It is ironical - and sad too - that the entire subject of Right to Education (RTE) has been hijacked by one issue: the reservation stipulated under the Act of 25 per cent of seats in private schools for neighbourhood children. In the context of solving the problems faced by the country in the field of education, nothing can be farther in terms of its relevance. Let us take the numbers that confront us, by taking an example.

One of the areas that Sikshana ( is active in is Kanakapura in Karnataka, southwest of Bangalore. Data from this taluk could provide reliable data, since it is located 60-100 kms from a metropolitan area, and is therefore neither urban nor 'too' rural. We could take the figures here to be broadly typical of what we might find across the country. Let's also look closely at only the high schools, where the aspirations for inclusion in the private stream are far higher than at lower levels.
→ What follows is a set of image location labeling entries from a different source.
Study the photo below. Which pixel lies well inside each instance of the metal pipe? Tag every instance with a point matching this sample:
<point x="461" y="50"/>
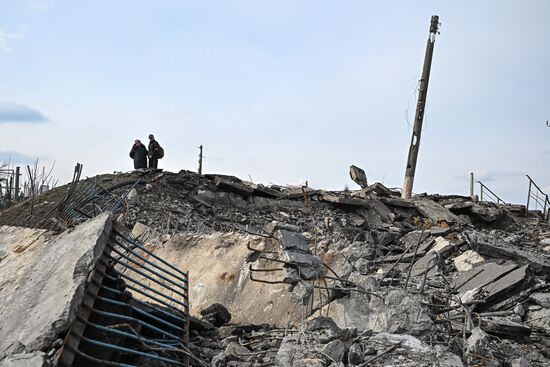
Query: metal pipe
<point x="147" y="294"/>
<point x="129" y="318"/>
<point x="136" y="243"/>
<point x="148" y="276"/>
<point x="140" y="311"/>
<point x="142" y="258"/>
<point x="147" y="305"/>
<point x="129" y="351"/>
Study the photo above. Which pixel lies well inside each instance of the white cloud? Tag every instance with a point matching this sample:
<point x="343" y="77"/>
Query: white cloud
<point x="7" y="37"/>
<point x="40" y="6"/>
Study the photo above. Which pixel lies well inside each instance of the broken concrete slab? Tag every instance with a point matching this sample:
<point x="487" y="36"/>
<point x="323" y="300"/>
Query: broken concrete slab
<point x="261" y="190"/>
<point x="505" y="328"/>
<point x="542" y="299"/>
<point x="428" y="262"/>
<point x="292" y="240"/>
<point x="399" y="202"/>
<point x="524" y="255"/>
<point x="50" y="276"/>
<point x="468" y="260"/>
<point x="380" y="190"/>
<point x="358" y="176"/>
<point x="410" y="240"/>
<point x="34" y="359"/>
<point x="481" y="276"/>
<point x="343" y="200"/>
<point x="376" y="205"/>
<point x="298" y="258"/>
<point x="510" y="281"/>
<point x="398" y="311"/>
<point x="14" y="240"/>
<point x="540" y="320"/>
<point x="435" y="212"/>
<point x="145" y="233"/>
<point x="235" y="186"/>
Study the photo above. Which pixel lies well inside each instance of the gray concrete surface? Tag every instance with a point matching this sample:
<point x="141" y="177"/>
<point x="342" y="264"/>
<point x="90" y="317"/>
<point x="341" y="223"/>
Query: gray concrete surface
<point x="42" y="283"/>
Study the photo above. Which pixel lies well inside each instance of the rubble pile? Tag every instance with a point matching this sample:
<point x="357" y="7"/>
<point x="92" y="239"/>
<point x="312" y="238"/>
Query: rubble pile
<point x="373" y="279"/>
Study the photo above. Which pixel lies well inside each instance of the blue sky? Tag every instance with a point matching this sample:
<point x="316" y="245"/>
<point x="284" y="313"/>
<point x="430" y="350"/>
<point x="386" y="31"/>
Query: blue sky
<point x="281" y="91"/>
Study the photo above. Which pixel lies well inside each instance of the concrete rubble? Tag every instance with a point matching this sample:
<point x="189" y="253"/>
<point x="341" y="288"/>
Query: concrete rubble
<point x="296" y="276"/>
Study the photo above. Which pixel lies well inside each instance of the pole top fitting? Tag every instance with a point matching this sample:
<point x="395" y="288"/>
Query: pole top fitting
<point x="434" y="24"/>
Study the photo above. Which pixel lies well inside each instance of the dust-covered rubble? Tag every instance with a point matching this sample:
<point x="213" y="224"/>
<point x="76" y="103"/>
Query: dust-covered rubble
<point x="351" y="278"/>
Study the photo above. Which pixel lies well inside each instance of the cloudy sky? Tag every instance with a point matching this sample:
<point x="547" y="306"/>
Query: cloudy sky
<point x="281" y="91"/>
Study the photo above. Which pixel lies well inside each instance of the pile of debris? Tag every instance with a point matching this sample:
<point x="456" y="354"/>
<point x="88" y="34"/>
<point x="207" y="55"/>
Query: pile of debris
<point x="317" y="278"/>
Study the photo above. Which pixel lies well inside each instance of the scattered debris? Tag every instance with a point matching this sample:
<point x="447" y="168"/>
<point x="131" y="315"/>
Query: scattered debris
<point x="296" y="276"/>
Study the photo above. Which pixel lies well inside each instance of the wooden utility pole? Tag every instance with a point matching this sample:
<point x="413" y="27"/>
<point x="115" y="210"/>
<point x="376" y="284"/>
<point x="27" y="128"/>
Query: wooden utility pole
<point x="200" y="159"/>
<point x="420" y="106"/>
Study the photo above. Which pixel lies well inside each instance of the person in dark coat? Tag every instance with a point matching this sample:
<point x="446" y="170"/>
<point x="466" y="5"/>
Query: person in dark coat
<point x="139" y="155"/>
<point x="154" y="152"/>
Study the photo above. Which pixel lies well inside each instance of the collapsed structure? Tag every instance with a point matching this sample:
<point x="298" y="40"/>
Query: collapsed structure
<point x="288" y="276"/>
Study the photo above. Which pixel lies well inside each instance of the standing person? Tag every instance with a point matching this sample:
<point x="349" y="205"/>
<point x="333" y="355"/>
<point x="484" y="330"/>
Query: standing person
<point x="155" y="152"/>
<point x="139" y="155"/>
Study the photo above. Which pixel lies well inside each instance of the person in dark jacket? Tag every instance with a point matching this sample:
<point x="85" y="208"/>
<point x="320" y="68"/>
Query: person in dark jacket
<point x="139" y="155"/>
<point x="154" y="152"/>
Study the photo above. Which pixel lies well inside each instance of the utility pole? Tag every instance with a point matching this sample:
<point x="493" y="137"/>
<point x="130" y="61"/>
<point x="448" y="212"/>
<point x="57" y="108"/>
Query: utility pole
<point x="17" y="174"/>
<point x="200" y="159"/>
<point x="420" y="106"/>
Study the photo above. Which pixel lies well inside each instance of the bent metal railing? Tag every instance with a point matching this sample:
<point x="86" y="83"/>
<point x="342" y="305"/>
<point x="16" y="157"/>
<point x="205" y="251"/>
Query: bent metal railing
<point x="485" y="192"/>
<point x="539" y="198"/>
<point x="135" y="311"/>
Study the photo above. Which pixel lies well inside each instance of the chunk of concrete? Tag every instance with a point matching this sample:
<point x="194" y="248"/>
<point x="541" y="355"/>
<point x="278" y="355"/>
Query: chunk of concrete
<point x="540" y="320"/>
<point x="335" y="350"/>
<point x="216" y="314"/>
<point x="144" y="233"/>
<point x="435" y="212"/>
<point x="343" y="200"/>
<point x="510" y="281"/>
<point x="540" y="298"/>
<point x="478" y="342"/>
<point x="324" y="329"/>
<point x="292" y="240"/>
<point x="408" y="341"/>
<point x="35" y="359"/>
<point x="235" y="185"/>
<point x="468" y="260"/>
<point x="379" y="207"/>
<point x="481" y="276"/>
<point x="358" y="176"/>
<point x="399" y="311"/>
<point x="519" y="362"/>
<point x="298" y="258"/>
<point x="505" y="328"/>
<point x="43" y="286"/>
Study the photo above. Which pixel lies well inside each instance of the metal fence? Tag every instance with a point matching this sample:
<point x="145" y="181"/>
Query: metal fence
<point x="135" y="311"/>
<point x="538" y="199"/>
<point x="485" y="194"/>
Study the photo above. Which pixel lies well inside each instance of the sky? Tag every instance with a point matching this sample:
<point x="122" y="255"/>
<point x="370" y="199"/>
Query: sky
<point x="281" y="91"/>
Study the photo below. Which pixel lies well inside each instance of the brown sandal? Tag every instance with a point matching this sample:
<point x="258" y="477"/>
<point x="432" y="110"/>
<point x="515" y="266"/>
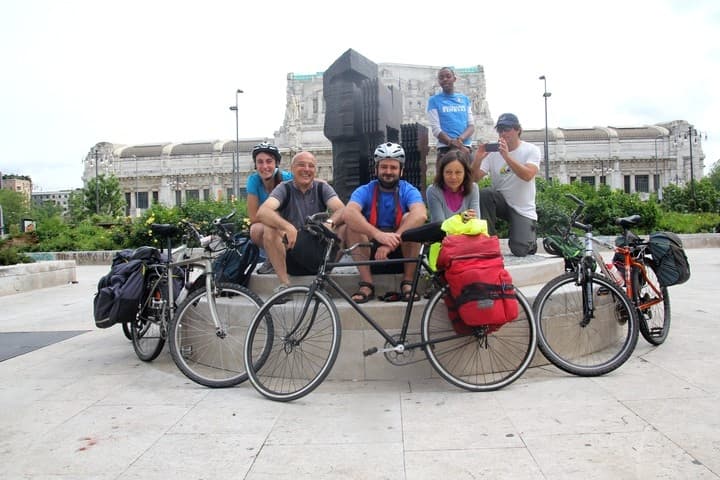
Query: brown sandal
<point x="363" y="297"/>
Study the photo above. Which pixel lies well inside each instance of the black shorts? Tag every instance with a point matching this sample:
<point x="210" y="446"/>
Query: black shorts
<point x="307" y="255"/>
<point x="393" y="267"/>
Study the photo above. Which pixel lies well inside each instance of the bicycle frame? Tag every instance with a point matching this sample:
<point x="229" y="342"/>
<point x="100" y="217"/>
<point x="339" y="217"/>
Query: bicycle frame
<point x="323" y="278"/>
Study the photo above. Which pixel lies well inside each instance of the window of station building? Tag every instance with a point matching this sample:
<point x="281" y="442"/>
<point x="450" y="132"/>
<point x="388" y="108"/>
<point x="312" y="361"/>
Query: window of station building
<point x="141" y="200"/>
<point x="192" y="195"/>
<point x="642" y="183"/>
<point x="587" y="179"/>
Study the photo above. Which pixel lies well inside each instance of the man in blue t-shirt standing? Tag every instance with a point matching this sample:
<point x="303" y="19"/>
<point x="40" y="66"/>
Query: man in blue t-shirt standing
<point x="379" y="212"/>
<point x="450" y="116"/>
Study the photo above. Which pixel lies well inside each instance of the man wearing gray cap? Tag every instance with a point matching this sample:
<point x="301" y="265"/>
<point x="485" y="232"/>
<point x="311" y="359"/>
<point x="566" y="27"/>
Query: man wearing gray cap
<point x="512" y="169"/>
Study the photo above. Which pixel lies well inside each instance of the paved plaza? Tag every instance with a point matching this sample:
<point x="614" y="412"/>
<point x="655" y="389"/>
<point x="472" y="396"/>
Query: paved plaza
<point x="84" y="407"/>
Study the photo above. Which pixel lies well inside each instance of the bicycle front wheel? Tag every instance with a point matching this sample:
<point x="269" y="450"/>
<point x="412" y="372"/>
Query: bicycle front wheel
<point x="206" y="355"/>
<point x="580" y="341"/>
<point x="653" y="305"/>
<point x="292" y="343"/>
<point x="483" y="358"/>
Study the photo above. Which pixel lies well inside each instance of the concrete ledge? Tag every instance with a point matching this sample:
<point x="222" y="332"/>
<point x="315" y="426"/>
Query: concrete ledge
<point x="31" y="276"/>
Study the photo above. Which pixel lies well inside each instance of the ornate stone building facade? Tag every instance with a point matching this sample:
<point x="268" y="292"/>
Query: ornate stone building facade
<point x="636" y="159"/>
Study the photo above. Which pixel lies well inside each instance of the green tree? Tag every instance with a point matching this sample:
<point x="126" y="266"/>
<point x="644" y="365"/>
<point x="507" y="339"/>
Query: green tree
<point x="106" y="201"/>
<point x="15" y="207"/>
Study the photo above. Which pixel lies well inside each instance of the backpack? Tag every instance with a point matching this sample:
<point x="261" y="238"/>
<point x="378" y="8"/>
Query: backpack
<point x="672" y="264"/>
<point x="120" y="292"/>
<point x="234" y="265"/>
<point x="481" y="290"/>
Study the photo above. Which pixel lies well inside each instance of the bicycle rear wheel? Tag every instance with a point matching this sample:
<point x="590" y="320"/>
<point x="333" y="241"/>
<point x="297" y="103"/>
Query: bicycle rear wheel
<point x="203" y="354"/>
<point x="485" y="359"/>
<point x="585" y="347"/>
<point x="653" y="308"/>
<point x="303" y="336"/>
<point x="147" y="331"/>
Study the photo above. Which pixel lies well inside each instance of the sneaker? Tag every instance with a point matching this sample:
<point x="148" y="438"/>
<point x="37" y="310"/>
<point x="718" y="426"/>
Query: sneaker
<point x="266" y="268"/>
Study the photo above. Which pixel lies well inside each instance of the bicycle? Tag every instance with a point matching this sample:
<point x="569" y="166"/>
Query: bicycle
<point x="640" y="278"/>
<point x="587" y="325"/>
<point x="205" y="324"/>
<point x="294" y="358"/>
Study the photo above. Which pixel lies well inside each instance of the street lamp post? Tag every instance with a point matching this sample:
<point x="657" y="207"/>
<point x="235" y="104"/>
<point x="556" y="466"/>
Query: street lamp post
<point x="236" y="157"/>
<point x="546" y="94"/>
<point x="97" y="187"/>
<point x="693" y="132"/>
<point x="658" y="189"/>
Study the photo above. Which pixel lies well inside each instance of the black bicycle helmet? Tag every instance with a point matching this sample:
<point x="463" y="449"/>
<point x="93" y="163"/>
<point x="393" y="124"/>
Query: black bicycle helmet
<point x="267" y="148"/>
<point x="390" y="150"/>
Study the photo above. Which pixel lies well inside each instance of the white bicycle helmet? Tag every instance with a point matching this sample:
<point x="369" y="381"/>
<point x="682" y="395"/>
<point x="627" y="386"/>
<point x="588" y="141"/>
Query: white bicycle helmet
<point x="390" y="150"/>
<point x="267" y="148"/>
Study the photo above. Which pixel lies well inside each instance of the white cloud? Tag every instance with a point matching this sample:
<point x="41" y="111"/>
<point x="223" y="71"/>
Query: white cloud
<point x="82" y="71"/>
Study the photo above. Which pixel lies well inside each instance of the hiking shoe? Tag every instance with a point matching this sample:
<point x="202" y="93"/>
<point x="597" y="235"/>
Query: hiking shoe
<point x="266" y="268"/>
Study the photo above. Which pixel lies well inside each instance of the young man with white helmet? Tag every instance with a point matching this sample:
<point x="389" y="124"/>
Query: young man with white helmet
<point x="379" y="212"/>
<point x="266" y="177"/>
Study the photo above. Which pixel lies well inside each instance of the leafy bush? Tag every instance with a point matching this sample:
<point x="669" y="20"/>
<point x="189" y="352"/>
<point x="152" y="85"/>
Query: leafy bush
<point x="11" y="256"/>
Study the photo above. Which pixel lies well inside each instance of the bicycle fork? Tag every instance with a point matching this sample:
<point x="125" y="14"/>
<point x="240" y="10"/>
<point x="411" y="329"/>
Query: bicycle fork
<point x="586" y="284"/>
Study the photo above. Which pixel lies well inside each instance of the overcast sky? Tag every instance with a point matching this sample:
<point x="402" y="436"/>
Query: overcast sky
<point x="78" y="72"/>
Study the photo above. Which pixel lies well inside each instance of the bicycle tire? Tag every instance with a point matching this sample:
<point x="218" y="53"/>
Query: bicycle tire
<point x="655" y="319"/>
<point x="127" y="330"/>
<point x="147" y="333"/>
<point x="302" y="350"/>
<point x="195" y="346"/>
<point x="585" y="348"/>
<point x="148" y="338"/>
<point x="484" y="360"/>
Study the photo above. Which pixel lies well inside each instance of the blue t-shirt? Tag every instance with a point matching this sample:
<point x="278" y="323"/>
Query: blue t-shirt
<point x="255" y="185"/>
<point x="408" y="195"/>
<point x="454" y="113"/>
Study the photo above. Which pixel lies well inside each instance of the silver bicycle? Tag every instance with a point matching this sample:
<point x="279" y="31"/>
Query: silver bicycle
<point x="205" y="322"/>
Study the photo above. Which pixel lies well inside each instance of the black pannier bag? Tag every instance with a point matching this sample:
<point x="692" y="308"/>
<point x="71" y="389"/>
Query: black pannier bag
<point x="237" y="264"/>
<point x="234" y="265"/>
<point x="120" y="292"/>
<point x="669" y="256"/>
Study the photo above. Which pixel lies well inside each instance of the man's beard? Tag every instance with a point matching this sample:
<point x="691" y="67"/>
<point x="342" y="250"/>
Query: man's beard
<point x="389" y="185"/>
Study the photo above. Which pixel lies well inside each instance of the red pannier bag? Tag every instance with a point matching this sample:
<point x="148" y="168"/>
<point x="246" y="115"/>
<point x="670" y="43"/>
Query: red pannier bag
<point x="481" y="290"/>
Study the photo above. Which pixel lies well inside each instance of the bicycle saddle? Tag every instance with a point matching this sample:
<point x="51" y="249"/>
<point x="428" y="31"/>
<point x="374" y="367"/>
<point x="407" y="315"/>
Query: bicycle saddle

Kanakapura has 34 government schools and 12 others that are government-aided, with a total strength of around 12,000 in Grades 8, 9 and 10. Against this, there are 17 private schools with a combined strength of 2500. All the private schools are not of the same caliber; there is a lot that distinguishes one from another, to the extent that many are well below the standards obtained routinely in state-run schools. Judging by their performance in the SSLC examinations - which is a benchmark in public perception - and the fee that they charge from the students, only three of these private schools may be classified as aspirational, and their combined strength works out to 750.

An explanation is due here for bringing in fee as a factor. If the amount is Rs.200 per month or lower, the parents do not need the crutches of the Act to admit their children in private schools; it is only when this starts going higher, typically in the range of Rs.5000 or more per annum, that one can expect parents to press for accommodation under the quota prescribed in the Act.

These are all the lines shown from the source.